Car estendant sur toy sa dextre tutelaire,
Quand tout le monde entier armé pour te deffaire
Te viendroit assieger, et que de nulles parts
Ne t’en pourroient sauver ny fossez ny remparts :
Au milieu des mal-heurs dont tu craindrois l’atteinte.
Il te guarantiroit des causes de ta crainte,
Et les tiens preservez des dangers du trespas,
S’estonneroient de vaincre et ne combattre pas.
Tes seules oraisons mettroient cent camps en fuitte :
Et quelque heureux Caesar qu’ils eussent pour conduite,
Tu te verrois aux yeux de cent chefs opposez,
Combattant à genoux vaincre les bras croisez.

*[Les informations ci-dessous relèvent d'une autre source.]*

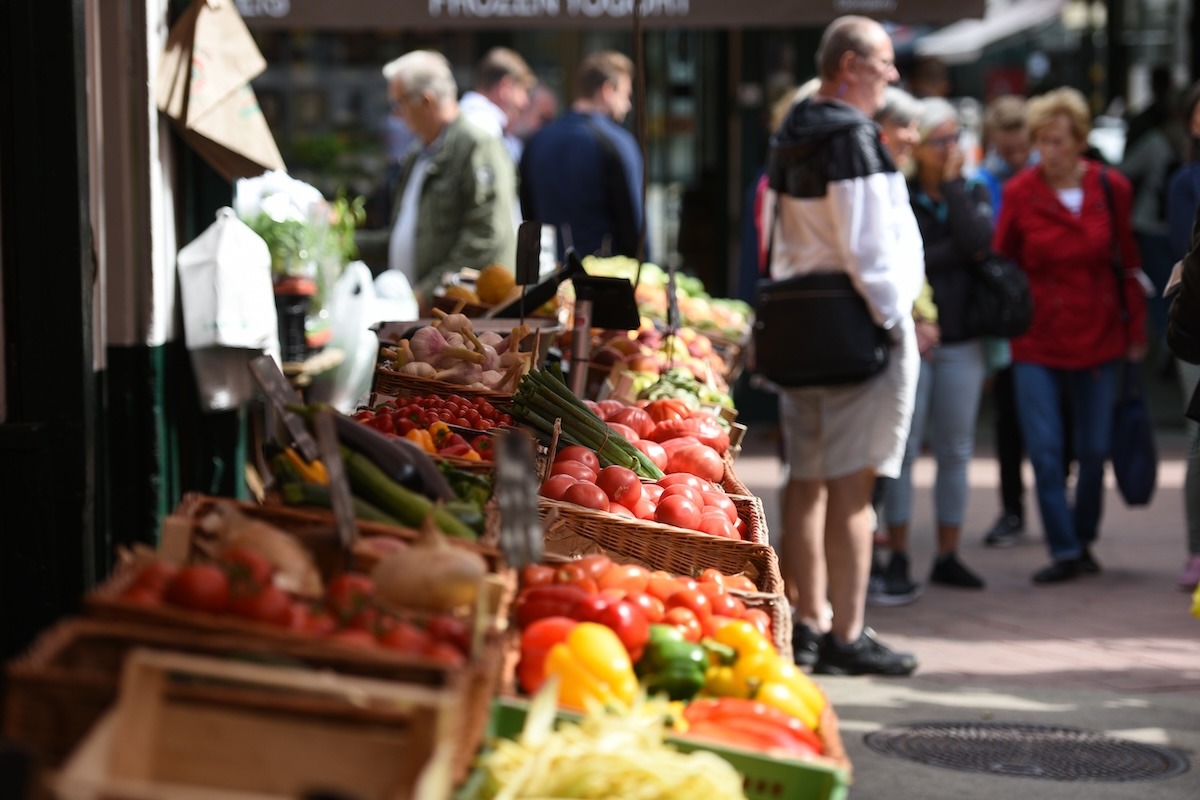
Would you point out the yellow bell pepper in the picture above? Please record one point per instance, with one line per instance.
(593, 667)
(762, 674)
(311, 471)
(719, 681)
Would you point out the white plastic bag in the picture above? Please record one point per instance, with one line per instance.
(225, 282)
(353, 310)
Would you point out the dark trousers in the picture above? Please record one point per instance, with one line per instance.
(1011, 446)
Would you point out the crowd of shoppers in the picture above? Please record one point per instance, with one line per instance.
(891, 204)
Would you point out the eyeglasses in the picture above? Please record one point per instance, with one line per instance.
(940, 142)
(407, 98)
(886, 65)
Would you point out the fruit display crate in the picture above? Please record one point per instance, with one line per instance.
(187, 726)
(573, 530)
(766, 779)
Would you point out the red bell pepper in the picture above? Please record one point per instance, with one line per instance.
(754, 719)
(535, 644)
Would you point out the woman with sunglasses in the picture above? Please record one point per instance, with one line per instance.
(955, 223)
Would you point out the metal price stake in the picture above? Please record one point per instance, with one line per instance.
(339, 486)
(516, 494)
(281, 395)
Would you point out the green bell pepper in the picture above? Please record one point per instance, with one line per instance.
(671, 665)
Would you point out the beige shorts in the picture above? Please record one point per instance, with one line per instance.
(843, 429)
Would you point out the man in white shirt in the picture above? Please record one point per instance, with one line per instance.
(503, 82)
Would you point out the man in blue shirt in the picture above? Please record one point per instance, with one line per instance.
(582, 173)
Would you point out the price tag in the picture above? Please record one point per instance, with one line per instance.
(339, 487)
(516, 493)
(281, 395)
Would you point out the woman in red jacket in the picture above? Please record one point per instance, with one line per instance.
(1056, 223)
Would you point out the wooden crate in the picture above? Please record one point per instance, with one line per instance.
(185, 723)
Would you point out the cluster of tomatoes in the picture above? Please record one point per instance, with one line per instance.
(679, 499)
(586, 588)
(241, 583)
(423, 410)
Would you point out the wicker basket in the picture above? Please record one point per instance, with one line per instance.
(394, 384)
(575, 530)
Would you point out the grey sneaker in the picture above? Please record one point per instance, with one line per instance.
(1006, 533)
(867, 656)
(897, 589)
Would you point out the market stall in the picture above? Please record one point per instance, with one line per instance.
(427, 584)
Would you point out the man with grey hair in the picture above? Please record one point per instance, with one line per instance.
(840, 205)
(454, 202)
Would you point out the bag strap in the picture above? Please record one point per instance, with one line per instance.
(1115, 246)
(771, 234)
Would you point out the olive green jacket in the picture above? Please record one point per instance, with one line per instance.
(465, 217)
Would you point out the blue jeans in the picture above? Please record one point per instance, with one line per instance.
(947, 408)
(1091, 394)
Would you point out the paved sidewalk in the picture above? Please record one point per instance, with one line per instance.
(1116, 653)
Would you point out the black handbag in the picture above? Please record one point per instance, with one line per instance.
(1001, 304)
(816, 330)
(1132, 449)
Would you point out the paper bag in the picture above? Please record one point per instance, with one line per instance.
(204, 86)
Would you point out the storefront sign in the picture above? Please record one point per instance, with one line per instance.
(441, 14)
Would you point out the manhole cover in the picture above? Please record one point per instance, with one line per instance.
(1027, 751)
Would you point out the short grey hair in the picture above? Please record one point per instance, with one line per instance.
(423, 71)
(899, 107)
(935, 112)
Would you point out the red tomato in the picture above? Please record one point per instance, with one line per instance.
(445, 627)
(697, 459)
(634, 417)
(742, 528)
(407, 638)
(653, 451)
(689, 492)
(348, 597)
(580, 453)
(760, 619)
(622, 485)
(645, 509)
(199, 587)
(677, 511)
(353, 637)
(154, 578)
(687, 479)
(717, 524)
(624, 431)
(595, 565)
(245, 565)
(685, 620)
(607, 408)
(721, 500)
(629, 577)
(693, 600)
(265, 603)
(537, 575)
(587, 494)
(579, 470)
(556, 485)
(652, 607)
(661, 585)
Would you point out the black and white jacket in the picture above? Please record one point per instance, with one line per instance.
(845, 208)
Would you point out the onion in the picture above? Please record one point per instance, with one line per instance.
(430, 575)
(294, 569)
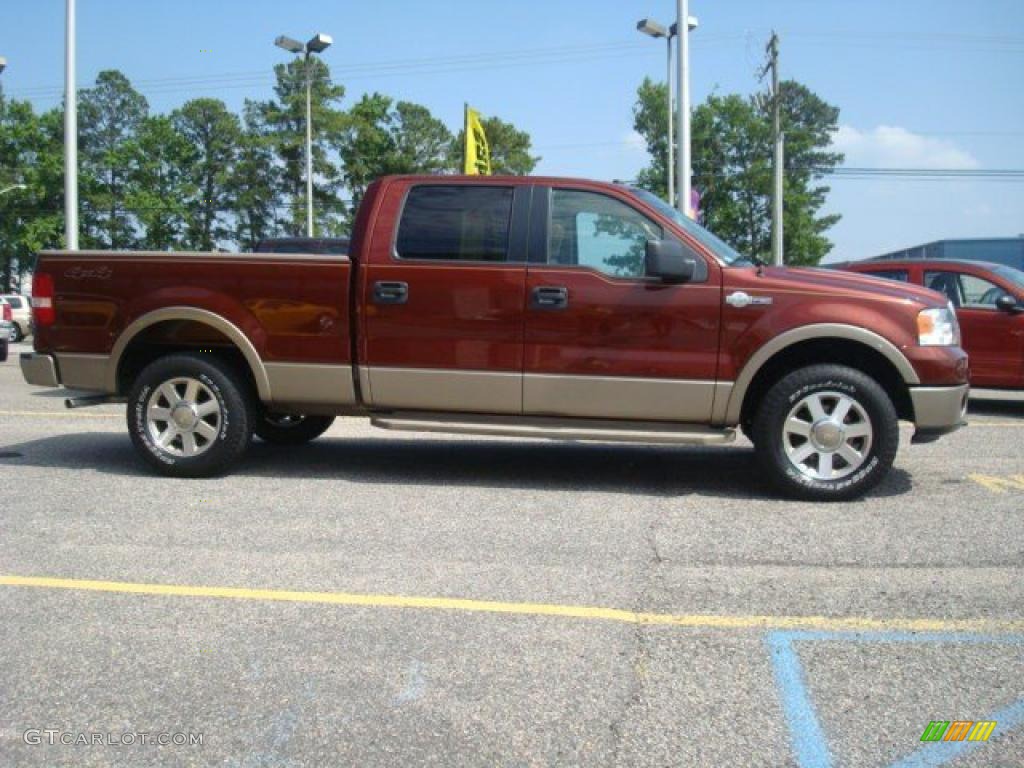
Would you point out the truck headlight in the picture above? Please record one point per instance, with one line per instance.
(938, 328)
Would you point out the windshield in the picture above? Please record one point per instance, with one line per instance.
(1016, 276)
(716, 245)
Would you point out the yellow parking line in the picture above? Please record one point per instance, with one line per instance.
(696, 621)
(58, 414)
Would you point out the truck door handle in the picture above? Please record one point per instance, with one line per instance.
(390, 293)
(550, 297)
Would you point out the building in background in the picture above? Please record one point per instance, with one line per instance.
(1009, 251)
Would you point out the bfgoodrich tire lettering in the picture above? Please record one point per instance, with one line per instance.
(188, 416)
(826, 432)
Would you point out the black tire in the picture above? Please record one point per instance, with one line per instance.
(225, 434)
(779, 446)
(280, 429)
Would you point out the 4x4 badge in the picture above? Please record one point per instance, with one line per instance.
(78, 272)
(740, 300)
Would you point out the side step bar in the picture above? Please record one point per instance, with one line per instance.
(556, 428)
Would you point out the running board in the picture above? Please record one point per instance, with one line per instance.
(556, 428)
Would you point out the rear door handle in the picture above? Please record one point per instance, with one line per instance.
(549, 297)
(390, 293)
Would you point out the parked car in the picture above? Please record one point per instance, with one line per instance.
(528, 307)
(6, 329)
(20, 314)
(989, 302)
(336, 246)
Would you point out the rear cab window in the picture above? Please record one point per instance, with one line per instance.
(898, 274)
(964, 290)
(451, 222)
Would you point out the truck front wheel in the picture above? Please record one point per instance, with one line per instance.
(188, 416)
(284, 429)
(826, 433)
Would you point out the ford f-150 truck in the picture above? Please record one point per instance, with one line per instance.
(530, 307)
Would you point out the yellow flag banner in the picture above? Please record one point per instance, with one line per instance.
(477, 150)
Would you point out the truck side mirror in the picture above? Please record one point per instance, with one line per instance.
(668, 260)
(1008, 303)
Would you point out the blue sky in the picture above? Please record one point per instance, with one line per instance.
(921, 83)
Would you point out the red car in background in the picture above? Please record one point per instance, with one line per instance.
(989, 302)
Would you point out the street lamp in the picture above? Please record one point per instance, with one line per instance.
(658, 31)
(317, 44)
(683, 84)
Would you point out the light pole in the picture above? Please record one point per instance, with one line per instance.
(71, 134)
(317, 44)
(685, 24)
(658, 31)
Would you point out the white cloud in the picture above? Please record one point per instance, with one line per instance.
(635, 141)
(892, 146)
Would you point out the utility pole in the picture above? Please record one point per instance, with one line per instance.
(309, 148)
(71, 133)
(672, 137)
(778, 257)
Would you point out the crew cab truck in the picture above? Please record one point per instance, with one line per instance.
(530, 307)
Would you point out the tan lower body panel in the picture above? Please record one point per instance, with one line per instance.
(86, 372)
(614, 397)
(557, 429)
(299, 383)
(463, 391)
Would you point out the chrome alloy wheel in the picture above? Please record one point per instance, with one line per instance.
(827, 435)
(183, 417)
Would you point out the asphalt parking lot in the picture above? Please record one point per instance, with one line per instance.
(378, 599)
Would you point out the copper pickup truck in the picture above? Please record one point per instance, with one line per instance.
(524, 307)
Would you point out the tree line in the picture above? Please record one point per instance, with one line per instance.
(204, 177)
(731, 139)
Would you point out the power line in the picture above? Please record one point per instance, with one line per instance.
(430, 65)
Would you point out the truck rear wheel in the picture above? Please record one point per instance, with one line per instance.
(826, 433)
(188, 416)
(285, 429)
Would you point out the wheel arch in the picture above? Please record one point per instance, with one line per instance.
(838, 343)
(220, 325)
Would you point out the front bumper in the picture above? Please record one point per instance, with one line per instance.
(40, 370)
(938, 411)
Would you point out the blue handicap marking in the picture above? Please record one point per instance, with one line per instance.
(809, 743)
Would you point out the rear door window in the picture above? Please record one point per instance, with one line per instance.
(598, 231)
(448, 222)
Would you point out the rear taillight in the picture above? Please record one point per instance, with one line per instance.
(42, 299)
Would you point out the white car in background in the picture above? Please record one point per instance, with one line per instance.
(20, 307)
(6, 329)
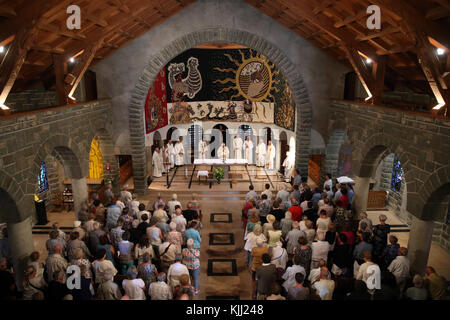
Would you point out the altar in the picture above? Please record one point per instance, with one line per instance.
(226, 163)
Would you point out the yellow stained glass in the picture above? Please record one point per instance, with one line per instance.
(95, 161)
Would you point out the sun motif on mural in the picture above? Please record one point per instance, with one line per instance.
(252, 80)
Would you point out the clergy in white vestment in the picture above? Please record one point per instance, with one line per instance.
(223, 152)
(157, 164)
(248, 150)
(237, 146)
(179, 153)
(288, 165)
(270, 156)
(203, 149)
(171, 154)
(261, 154)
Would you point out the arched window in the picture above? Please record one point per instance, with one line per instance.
(42, 178)
(397, 175)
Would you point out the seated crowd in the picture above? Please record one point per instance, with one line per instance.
(305, 244)
(124, 251)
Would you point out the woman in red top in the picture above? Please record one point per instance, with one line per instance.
(344, 198)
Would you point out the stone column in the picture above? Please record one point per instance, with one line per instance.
(21, 241)
(419, 244)
(361, 196)
(80, 194)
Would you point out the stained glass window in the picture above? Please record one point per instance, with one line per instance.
(42, 179)
(397, 175)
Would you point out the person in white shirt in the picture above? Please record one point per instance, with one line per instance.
(172, 203)
(261, 154)
(171, 150)
(180, 220)
(237, 146)
(248, 150)
(133, 287)
(270, 156)
(157, 163)
(319, 250)
(400, 268)
(179, 153)
(324, 287)
(175, 271)
(267, 192)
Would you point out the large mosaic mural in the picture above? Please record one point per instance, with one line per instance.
(220, 85)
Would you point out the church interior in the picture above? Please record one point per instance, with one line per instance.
(318, 120)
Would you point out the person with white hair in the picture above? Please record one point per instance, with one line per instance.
(175, 237)
(172, 203)
(400, 268)
(133, 287)
(108, 290)
(320, 250)
(160, 290)
(417, 292)
(191, 259)
(252, 238)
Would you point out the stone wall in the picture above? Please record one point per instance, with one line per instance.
(65, 133)
(31, 100)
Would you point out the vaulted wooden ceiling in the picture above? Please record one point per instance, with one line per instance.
(38, 44)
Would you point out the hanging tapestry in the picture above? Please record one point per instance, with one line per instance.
(156, 104)
(227, 85)
(42, 178)
(95, 161)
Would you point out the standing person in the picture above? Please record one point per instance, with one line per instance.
(248, 150)
(270, 156)
(261, 154)
(237, 146)
(191, 259)
(157, 164)
(179, 153)
(203, 147)
(172, 154)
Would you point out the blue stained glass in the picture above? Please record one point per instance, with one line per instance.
(42, 179)
(397, 175)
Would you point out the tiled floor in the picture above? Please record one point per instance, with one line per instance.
(221, 208)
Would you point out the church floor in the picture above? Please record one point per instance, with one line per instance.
(224, 273)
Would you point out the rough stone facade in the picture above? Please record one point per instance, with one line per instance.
(31, 100)
(63, 132)
(421, 142)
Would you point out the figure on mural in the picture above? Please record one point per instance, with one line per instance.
(288, 165)
(157, 163)
(223, 152)
(179, 153)
(261, 154)
(248, 150)
(203, 149)
(237, 145)
(171, 154)
(270, 155)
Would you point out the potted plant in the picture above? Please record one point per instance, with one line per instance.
(218, 174)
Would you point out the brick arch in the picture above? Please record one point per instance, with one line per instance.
(75, 159)
(16, 204)
(276, 56)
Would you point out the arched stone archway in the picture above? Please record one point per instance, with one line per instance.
(287, 67)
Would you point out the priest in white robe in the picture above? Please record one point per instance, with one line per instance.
(248, 150)
(270, 156)
(223, 152)
(203, 150)
(237, 146)
(157, 164)
(171, 154)
(288, 165)
(179, 154)
(261, 154)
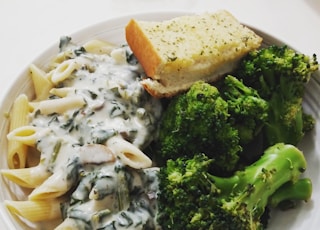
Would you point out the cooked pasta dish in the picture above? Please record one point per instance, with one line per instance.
(77, 144)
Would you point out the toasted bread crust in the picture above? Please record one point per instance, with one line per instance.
(177, 52)
(133, 31)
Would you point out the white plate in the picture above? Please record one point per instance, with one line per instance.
(305, 216)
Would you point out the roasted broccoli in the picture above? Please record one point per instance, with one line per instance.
(248, 111)
(279, 74)
(198, 121)
(191, 197)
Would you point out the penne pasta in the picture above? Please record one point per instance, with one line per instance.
(59, 105)
(62, 92)
(54, 186)
(63, 71)
(26, 135)
(128, 153)
(17, 151)
(27, 177)
(62, 143)
(41, 83)
(35, 210)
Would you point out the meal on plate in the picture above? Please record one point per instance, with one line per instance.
(192, 124)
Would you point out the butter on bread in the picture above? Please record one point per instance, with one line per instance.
(177, 52)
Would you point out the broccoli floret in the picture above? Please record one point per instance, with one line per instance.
(287, 195)
(248, 111)
(192, 198)
(198, 121)
(279, 74)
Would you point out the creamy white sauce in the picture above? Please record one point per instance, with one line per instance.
(107, 195)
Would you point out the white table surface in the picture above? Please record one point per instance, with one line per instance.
(29, 27)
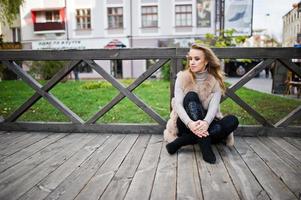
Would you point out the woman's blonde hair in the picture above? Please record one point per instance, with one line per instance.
(213, 66)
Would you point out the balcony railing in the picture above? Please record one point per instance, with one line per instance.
(175, 55)
(49, 26)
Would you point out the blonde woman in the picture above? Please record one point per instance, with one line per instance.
(196, 116)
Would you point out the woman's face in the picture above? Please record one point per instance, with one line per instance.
(197, 61)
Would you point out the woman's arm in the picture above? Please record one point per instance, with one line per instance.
(179, 97)
(213, 105)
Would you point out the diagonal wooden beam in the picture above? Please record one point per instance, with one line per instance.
(295, 114)
(251, 74)
(248, 76)
(248, 108)
(126, 92)
(48, 86)
(291, 66)
(131, 87)
(38, 88)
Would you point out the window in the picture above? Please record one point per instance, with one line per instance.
(183, 15)
(52, 16)
(16, 33)
(83, 18)
(115, 17)
(149, 16)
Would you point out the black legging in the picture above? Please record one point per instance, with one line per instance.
(221, 127)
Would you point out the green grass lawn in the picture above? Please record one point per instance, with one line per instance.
(86, 97)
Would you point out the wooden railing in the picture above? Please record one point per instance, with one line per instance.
(163, 55)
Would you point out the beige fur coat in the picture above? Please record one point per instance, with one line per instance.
(205, 93)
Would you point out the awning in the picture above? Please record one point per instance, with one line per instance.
(115, 44)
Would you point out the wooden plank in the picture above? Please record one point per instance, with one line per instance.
(119, 128)
(142, 182)
(9, 136)
(188, 179)
(13, 148)
(294, 141)
(295, 114)
(101, 179)
(14, 139)
(215, 180)
(257, 116)
(29, 151)
(16, 187)
(290, 160)
(74, 183)
(288, 174)
(291, 149)
(48, 86)
(90, 54)
(165, 183)
(122, 128)
(250, 75)
(291, 66)
(271, 183)
(131, 87)
(123, 177)
(153, 114)
(49, 183)
(244, 181)
(28, 164)
(147, 53)
(38, 88)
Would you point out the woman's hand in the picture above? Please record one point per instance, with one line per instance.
(199, 128)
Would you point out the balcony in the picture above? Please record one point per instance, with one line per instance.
(50, 26)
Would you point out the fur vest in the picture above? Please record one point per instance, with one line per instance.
(205, 92)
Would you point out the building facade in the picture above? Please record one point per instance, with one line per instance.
(292, 26)
(93, 24)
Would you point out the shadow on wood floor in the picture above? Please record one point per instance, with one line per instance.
(118, 166)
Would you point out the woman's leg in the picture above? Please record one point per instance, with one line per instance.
(185, 137)
(195, 111)
(228, 124)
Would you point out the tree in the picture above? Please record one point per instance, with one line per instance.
(226, 39)
(9, 9)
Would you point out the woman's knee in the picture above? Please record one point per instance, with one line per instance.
(191, 96)
(230, 122)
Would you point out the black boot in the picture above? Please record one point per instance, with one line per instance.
(215, 129)
(207, 152)
(195, 111)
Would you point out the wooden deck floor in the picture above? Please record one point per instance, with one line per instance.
(115, 166)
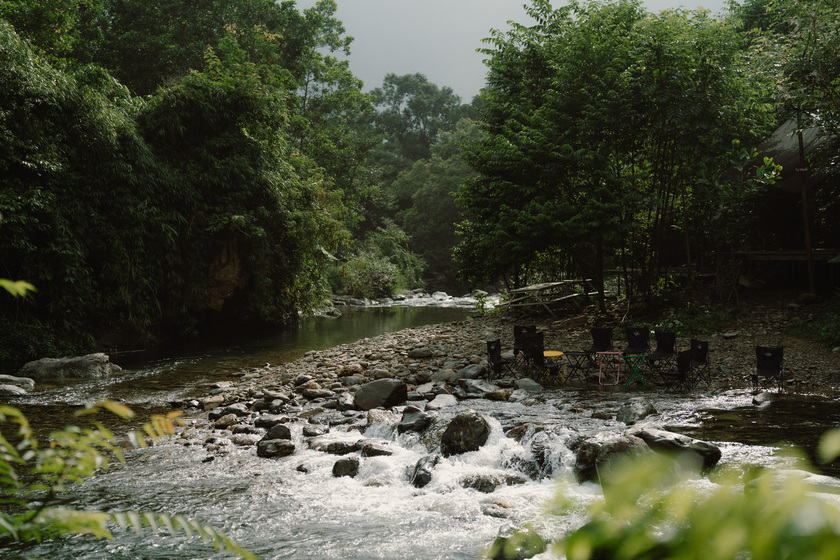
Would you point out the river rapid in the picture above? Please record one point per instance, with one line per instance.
(293, 508)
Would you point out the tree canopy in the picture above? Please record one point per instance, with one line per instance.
(598, 121)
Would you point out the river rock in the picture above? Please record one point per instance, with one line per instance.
(349, 466)
(312, 430)
(376, 449)
(420, 353)
(518, 544)
(226, 421)
(422, 474)
(313, 394)
(706, 454)
(474, 388)
(212, 402)
(275, 448)
(442, 400)
(466, 432)
(335, 447)
(278, 431)
(413, 420)
(596, 456)
(487, 483)
(239, 409)
(472, 371)
(529, 385)
(345, 401)
(22, 382)
(634, 410)
(81, 367)
(381, 392)
(11, 391)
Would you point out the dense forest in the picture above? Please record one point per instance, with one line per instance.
(168, 167)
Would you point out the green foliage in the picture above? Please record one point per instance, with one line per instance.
(825, 327)
(430, 221)
(120, 208)
(379, 267)
(655, 508)
(697, 320)
(33, 474)
(730, 199)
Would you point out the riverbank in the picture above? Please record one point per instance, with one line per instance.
(441, 353)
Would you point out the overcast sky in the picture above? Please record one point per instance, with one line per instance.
(438, 38)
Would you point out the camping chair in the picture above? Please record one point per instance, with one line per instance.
(601, 339)
(700, 368)
(679, 377)
(540, 369)
(520, 333)
(768, 365)
(494, 357)
(580, 361)
(638, 347)
(663, 356)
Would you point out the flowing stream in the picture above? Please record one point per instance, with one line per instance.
(293, 508)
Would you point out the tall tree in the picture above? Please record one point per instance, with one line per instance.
(599, 119)
(431, 219)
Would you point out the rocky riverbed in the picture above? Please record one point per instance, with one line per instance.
(409, 422)
(404, 380)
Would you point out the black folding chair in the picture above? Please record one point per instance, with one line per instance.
(540, 369)
(700, 368)
(768, 366)
(498, 365)
(520, 333)
(664, 354)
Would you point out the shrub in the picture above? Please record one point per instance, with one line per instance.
(32, 476)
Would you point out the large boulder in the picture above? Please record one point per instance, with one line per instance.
(529, 385)
(442, 400)
(474, 388)
(706, 455)
(597, 456)
(413, 420)
(422, 474)
(278, 431)
(634, 410)
(466, 432)
(275, 448)
(11, 391)
(82, 367)
(381, 392)
(346, 467)
(22, 382)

Encor son ange armé recourroit à l’espee
Qui du sang d’Assirie un jour fut si trempee :
Encor Sennacherib bravant en son orgueil,
Trouveroit Ezechie avec la larme à l’oeil,
Le combattre de vœux, comme de quelque charmes,
Et feroyent plus d’effet tes larmes que ses armes.
Pourquoy donc vainement osons nous consulter
Laquelle c’est de nous qu’on doit le plus vanter ?
Celle qui donne à Dieu, celle en fin qui le donne,
C’est celle à qui plustost on doit ceste couronne ;
Puis que le possedant on possede tout bien,
Et que ne l’ayant point, quoy qu’on ait, on n’a rien.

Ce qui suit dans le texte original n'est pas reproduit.